Erotic Writer and Eponym of Sadism: How Marquis de Sade Became the Scandalizing Writer He Was
From The History of Literature Podcast with Jacke Wilson
For tens of thousands of years, human beings have been using fictional devices to shape their worlds and communicate with one another. Four thousand years ago they began writing down these stories, and a great flourishing of human achievement began. We know it today as literature, a term broad enough to encompass everything from ancient epic poetry to contemporary novels. How did literature develop? What forms has it taken? And what can we learn from engaging with these works today?
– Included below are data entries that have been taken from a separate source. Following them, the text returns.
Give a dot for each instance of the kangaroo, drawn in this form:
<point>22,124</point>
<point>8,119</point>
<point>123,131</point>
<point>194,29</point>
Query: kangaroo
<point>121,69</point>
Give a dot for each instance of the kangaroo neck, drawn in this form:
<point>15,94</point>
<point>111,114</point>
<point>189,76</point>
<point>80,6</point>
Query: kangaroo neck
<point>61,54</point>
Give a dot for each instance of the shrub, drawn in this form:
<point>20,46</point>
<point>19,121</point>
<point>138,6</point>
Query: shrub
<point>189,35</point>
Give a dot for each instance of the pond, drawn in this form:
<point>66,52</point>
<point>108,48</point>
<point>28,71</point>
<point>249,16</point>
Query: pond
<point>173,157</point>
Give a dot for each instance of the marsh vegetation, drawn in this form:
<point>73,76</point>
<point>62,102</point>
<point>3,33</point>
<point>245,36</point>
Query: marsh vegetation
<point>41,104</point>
Hosted by Jacke Wilson, an amateur scholar with a lifelong passion for literature, The History of Literature takes a fresh look at some of the most compelling examples of creative genius the world has ever known.
Not even imprisonment could stop the Marquis de Sade from writing his insanely intense, unrelenting erotica – and not even Sade’s eventual death could stop his secret manuscript, temporarily hidden in a Bastille wall to protect it from looters and revolutionaries, from haunting its owners as though possessed by a demonic force. Now one of the most valuable manuscripts in the world and viewed as a French national treasure, Sade’s novel 120 Days of Sodom has been fascinating and repelling readers for more than two hundred years.
In this episode, Jacke talks to author Joel Warner about his new book The Curse of the Marquis de Sade: A Notorious Scoundrel, a Mythical Manuscript, and the Biggest Scandal in Literary History. Plus, Diane Rayor, expert and translator of Sappho, joins Jacke for a discussion of the last book she would like to read.